2. Cut the peeled squash into 3//4 inch cubes to yield about 4 cups. Brush a heavy, rimmed baking sheet with 1 tablespoon of the oil. Spread squash in a single layer on the baking sheet and drizzle with 2 remaining teaspoons of oil. Toss to coat well. Mix the dried crushed rosemary with 1/2 teaspoon salt and 1/4 teaspoons black pepper and sprinkle over squash.
3. Roast squash, stirring every 10 minutes, until tender when pierced with a knife and browned around the edges, about 35 minutes. Remove and set aside. (Squash can be roasted 1 day ahead. Cool, cover, and refrigerate. Reheat in a 350-degree preheated oven until warm, 10 minutes or less.)
4. Bring a large saucepan or pot filled 2/3 full with water to a boil. Add the penne and 2 teaspoons salt. Cook according to package directions and drain in a colander when done.
5. While the pasta is cooking, cook the diced pancetta or julienned prosciutto. Place a medium, heavy skillet over medium heat and when hot add pancetta or prosciutto and cook, stirring until lightly browned and crisp, 3 to 4 minutes or more. Drain on paper towels.
6. When pasta is drained, return it to the pan in which it was cooked. Stir in 1 cup of the cheese until melted (If using Fontina, it may become slightly stringy; that is okay). Then stir in the crème fraîche, fresh rosemary, and pancetta or prosciutto. Mix in the roasted squash. Season with salt and pepper to taste.
7. Serve pasta in four shallow bowl and sprinkle each serving with some of the remaining cheese and with some walnuts. Serves 4.

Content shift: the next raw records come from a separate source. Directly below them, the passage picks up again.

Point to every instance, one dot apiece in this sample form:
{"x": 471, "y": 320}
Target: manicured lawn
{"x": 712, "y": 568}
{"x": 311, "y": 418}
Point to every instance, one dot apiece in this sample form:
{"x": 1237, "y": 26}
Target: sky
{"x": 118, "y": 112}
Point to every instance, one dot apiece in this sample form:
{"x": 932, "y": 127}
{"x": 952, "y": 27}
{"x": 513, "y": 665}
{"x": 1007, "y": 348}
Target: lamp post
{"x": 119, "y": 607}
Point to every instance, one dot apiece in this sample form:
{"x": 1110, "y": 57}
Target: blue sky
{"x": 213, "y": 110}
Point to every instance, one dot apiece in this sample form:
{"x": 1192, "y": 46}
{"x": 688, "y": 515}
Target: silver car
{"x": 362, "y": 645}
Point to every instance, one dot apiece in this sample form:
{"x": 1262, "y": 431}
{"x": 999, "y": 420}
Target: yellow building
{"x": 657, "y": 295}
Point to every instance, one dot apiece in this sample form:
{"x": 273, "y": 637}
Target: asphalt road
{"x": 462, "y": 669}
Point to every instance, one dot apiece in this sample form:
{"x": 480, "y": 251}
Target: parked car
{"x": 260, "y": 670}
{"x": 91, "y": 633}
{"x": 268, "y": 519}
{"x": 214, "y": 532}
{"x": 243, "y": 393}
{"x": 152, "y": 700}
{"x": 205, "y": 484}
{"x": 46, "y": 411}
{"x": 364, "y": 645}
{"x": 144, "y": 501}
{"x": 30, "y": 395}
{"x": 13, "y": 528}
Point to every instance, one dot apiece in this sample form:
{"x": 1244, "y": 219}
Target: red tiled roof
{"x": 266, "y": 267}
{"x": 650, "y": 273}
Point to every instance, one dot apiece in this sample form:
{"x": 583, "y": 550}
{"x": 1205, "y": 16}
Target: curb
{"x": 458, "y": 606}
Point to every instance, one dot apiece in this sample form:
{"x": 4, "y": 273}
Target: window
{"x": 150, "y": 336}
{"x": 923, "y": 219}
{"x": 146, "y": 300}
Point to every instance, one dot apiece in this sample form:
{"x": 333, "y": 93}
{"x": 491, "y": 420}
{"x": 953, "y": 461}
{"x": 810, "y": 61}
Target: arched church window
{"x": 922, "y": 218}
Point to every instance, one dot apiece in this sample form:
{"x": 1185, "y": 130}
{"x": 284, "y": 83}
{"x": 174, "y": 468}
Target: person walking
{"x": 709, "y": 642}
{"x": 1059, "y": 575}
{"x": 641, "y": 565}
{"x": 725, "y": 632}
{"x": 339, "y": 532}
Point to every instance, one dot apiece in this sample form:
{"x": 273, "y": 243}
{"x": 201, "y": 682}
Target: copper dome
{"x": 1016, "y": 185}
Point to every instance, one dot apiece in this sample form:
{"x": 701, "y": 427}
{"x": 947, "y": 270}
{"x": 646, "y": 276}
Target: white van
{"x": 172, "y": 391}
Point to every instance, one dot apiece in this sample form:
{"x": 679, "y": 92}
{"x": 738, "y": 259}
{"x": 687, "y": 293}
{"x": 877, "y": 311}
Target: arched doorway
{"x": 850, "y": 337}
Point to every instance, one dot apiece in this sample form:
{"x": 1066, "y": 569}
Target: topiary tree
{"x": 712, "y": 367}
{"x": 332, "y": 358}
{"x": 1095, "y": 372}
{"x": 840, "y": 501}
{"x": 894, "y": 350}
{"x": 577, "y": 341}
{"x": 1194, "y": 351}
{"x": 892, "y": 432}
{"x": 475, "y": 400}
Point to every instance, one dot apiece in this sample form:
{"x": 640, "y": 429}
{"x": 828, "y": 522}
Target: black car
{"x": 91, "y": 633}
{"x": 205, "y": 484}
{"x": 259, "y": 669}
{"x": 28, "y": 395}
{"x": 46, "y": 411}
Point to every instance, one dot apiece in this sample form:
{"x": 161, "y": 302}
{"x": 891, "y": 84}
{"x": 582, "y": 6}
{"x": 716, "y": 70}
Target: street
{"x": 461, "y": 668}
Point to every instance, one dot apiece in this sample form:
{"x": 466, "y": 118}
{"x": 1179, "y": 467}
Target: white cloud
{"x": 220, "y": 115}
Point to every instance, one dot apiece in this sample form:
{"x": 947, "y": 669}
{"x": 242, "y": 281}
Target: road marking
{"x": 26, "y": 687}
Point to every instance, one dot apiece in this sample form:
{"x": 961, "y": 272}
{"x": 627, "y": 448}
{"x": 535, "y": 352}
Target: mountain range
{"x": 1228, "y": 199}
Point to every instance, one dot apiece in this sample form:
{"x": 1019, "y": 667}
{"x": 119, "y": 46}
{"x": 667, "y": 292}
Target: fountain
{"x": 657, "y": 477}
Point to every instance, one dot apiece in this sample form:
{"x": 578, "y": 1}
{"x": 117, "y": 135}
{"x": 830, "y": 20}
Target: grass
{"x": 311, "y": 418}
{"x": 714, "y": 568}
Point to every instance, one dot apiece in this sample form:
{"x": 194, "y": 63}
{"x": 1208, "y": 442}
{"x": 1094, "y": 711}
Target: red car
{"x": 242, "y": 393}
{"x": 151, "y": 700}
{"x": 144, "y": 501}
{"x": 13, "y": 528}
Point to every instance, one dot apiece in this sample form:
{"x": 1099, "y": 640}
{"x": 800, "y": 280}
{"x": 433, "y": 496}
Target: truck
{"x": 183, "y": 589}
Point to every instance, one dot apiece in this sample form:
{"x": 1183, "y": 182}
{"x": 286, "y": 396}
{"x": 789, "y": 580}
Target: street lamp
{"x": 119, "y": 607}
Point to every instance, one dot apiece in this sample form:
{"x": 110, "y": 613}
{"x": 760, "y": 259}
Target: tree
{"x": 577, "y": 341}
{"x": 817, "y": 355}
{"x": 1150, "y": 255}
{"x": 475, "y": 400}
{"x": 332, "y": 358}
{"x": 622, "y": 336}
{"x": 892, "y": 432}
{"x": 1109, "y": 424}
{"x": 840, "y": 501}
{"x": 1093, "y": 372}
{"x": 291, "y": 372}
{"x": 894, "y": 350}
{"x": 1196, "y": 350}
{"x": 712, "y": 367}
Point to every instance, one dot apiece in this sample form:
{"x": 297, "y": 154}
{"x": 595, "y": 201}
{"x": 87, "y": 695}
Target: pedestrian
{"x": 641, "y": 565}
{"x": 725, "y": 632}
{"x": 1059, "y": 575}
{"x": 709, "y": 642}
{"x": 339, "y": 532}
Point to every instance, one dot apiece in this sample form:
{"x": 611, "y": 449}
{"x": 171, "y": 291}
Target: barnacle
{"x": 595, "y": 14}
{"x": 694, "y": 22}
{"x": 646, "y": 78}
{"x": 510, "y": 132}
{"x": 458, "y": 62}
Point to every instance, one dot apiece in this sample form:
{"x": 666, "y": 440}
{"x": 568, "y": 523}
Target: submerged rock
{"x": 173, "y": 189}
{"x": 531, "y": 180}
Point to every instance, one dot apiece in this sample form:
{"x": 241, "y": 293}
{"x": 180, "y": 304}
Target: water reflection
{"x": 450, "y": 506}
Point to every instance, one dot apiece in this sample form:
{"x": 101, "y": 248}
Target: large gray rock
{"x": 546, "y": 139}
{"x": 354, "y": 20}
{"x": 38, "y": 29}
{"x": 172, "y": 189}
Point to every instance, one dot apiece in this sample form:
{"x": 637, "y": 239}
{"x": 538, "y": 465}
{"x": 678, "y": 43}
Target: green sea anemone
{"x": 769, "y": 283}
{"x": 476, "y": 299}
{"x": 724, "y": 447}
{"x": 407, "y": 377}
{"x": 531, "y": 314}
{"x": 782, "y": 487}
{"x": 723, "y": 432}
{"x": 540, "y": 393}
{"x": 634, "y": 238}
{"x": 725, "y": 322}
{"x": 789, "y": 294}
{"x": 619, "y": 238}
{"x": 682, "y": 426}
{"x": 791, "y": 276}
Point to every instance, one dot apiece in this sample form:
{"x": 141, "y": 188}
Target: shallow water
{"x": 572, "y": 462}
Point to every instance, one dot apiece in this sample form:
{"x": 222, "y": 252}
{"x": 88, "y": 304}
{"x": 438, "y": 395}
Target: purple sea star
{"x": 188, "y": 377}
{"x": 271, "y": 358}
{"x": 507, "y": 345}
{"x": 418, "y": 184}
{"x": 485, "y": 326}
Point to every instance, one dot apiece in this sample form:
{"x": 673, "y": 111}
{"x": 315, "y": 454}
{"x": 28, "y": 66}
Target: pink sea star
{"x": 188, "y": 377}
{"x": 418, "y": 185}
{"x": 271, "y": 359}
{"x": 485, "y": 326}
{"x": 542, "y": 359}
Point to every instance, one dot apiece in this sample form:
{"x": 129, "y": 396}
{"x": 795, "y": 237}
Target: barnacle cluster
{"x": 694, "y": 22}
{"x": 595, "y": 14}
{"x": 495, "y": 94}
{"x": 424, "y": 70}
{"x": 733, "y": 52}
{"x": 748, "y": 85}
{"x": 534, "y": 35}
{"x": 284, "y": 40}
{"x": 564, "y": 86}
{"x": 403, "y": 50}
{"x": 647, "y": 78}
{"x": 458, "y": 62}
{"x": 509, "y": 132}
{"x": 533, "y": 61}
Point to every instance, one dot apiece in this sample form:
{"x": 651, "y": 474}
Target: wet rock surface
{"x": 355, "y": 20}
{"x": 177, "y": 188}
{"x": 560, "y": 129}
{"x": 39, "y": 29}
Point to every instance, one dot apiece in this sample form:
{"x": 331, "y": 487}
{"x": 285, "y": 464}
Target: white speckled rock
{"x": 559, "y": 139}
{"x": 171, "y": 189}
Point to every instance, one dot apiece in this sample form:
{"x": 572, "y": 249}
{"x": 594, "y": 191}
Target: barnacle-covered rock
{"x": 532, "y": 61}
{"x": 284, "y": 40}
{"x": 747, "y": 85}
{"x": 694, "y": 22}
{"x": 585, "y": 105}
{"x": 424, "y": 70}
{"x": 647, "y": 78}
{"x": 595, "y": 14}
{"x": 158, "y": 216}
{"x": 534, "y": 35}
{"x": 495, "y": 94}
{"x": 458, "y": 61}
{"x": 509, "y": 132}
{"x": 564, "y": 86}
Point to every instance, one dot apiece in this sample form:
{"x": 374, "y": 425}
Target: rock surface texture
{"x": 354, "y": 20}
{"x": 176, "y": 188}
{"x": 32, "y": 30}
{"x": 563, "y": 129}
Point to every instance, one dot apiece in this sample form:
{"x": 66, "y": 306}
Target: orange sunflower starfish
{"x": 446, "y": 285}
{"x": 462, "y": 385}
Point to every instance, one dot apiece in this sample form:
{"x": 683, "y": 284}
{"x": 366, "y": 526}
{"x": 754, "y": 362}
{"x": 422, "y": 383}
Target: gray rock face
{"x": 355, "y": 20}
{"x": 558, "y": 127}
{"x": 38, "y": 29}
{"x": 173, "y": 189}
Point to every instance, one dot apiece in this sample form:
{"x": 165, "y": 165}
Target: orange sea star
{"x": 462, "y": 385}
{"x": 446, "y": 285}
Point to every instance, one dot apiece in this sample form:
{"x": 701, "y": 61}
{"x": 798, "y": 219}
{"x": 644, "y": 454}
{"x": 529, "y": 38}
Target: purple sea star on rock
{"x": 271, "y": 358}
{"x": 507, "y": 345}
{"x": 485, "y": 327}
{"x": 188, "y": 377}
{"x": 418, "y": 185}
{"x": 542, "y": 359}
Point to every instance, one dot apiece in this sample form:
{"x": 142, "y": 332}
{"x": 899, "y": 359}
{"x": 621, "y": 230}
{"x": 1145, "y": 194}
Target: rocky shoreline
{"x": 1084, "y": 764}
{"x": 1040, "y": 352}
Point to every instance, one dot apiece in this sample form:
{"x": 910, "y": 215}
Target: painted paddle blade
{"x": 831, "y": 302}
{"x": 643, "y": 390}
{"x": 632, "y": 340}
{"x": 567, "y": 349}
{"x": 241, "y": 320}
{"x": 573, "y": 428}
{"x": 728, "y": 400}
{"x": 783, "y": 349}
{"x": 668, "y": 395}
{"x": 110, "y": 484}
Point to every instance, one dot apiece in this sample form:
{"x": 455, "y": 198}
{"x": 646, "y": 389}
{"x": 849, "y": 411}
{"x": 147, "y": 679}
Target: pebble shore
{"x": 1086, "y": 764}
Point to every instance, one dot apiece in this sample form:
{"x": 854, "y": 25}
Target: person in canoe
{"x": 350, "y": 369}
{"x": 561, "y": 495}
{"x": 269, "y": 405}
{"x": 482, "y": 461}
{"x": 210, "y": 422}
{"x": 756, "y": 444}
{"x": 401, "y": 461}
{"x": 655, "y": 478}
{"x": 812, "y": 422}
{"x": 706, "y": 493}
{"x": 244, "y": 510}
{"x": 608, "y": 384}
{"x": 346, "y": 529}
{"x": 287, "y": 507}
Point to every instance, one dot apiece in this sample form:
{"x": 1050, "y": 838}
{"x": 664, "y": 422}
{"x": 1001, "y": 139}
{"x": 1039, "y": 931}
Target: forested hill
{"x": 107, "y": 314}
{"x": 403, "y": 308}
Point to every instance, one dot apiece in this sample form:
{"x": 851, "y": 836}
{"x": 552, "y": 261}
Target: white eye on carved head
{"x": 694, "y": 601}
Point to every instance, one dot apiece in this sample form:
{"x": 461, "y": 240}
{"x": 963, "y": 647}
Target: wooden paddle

Market note: Look for peeled butternut squash in the produce section of the supermarket. About 20 ounces of this peeled squash should yield 4 diced cups.
Cooking tip: To toast walnuts, spread them on a rimmed baking sheet and place in a preheated 350- degree oven until lightly browned and fragrant, 5 to 6 minutes. Watch carefully so that they do not burn. Remove and cool.